I am spark dataframe with below schema.
-root
|-- ME_KE: string (nullable = true)
|-- CSPD_CAT: string (nullable = true)
|-- EFF_DT: string (nullable = true)
|-- TER_DT: string (nullable = true)
|-- CREATE_DTM: string (nullable = true)
|-- ELIG_IND: string (nullable = true)
Basically I am trying to convert spark SQL code into SQL on directly on dataframe.
df=spark.read.format('csv').load(SourceFilesPath+"\\cutdetl.csv",infraSchema=True,header=True)
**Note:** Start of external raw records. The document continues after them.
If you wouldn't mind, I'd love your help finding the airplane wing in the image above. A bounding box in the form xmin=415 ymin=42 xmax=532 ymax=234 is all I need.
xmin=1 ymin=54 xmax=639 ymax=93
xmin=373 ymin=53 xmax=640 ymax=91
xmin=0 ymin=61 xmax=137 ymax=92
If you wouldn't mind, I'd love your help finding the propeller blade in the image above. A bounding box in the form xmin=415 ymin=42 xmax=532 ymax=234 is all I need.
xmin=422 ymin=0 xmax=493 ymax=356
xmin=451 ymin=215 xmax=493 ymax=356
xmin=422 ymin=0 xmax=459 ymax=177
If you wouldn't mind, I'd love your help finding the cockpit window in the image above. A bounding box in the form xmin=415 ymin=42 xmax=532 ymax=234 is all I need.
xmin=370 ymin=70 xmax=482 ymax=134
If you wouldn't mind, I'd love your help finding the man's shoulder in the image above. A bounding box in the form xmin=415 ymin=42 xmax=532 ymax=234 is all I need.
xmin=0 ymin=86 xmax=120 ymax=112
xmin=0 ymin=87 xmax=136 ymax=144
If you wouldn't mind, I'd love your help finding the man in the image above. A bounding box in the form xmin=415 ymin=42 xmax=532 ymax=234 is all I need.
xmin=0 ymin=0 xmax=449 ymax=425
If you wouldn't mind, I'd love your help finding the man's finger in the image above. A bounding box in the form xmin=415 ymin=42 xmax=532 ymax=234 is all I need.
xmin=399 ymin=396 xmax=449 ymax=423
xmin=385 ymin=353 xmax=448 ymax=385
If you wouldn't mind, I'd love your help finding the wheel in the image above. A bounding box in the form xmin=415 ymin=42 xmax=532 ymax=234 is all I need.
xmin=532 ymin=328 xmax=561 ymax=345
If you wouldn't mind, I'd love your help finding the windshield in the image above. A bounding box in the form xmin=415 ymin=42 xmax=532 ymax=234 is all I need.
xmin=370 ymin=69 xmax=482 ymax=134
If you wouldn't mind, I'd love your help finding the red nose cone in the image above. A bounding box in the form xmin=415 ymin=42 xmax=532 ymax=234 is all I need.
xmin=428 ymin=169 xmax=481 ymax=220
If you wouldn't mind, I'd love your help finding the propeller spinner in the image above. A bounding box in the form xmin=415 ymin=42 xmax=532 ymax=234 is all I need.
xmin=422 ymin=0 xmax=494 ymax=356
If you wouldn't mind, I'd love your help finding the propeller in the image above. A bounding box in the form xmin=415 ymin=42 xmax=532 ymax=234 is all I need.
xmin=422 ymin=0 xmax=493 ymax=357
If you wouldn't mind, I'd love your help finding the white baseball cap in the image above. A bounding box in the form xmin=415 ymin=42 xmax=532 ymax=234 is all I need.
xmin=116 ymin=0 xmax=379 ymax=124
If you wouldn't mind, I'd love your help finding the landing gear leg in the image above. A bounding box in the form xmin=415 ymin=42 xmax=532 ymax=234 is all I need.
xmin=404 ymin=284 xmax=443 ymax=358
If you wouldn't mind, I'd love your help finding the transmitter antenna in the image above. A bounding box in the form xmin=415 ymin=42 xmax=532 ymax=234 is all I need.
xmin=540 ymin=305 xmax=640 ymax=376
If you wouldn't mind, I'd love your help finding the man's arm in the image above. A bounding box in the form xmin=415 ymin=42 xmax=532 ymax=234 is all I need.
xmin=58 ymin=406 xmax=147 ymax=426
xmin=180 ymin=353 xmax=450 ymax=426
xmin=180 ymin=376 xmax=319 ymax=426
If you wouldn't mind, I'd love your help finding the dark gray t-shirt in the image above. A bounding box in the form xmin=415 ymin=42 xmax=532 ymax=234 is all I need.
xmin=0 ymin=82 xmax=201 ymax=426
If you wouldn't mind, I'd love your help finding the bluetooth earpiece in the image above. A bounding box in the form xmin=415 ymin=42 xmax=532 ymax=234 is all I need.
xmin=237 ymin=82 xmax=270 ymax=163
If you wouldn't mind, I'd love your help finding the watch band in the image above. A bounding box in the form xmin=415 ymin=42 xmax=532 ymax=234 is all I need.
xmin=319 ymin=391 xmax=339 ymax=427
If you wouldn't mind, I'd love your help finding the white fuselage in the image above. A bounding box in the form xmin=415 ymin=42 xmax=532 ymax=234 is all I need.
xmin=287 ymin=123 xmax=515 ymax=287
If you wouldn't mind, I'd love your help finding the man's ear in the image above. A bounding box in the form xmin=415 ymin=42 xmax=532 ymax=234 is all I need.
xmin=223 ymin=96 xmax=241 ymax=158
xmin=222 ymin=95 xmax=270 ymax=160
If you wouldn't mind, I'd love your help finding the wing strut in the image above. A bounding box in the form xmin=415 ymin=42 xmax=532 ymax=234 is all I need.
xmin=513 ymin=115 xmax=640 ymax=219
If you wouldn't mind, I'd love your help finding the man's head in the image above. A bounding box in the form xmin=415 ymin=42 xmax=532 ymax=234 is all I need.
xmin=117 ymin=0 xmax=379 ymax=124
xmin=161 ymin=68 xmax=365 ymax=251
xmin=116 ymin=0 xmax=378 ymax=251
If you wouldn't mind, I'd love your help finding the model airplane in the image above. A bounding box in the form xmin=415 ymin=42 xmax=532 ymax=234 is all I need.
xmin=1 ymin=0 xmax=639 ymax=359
df.createOrReplaceTempView("cutdetl")
spark.sql(f"""select
me_ke,
eff_dt,
ter_dt,
create_dtm
from
cutdetl
where
(elig_ind = 'Y') and
((to_date({start_dt},'dd-mon-yyyy') between eff_dt and ter_dt) or
(eff_dt between to_date({start_dt}'dd-mon-yyyy') and to_date({end_dt},'dd-mon-yyyy'))
""")
Below is the code I have tried.
df1=df.select("me_ke","eff_dt","ter_dt","elig_ind")
.where(col("elig_ind")=="Y" & (F.to_date('31-SEP-2022', dd-mon-yyyy')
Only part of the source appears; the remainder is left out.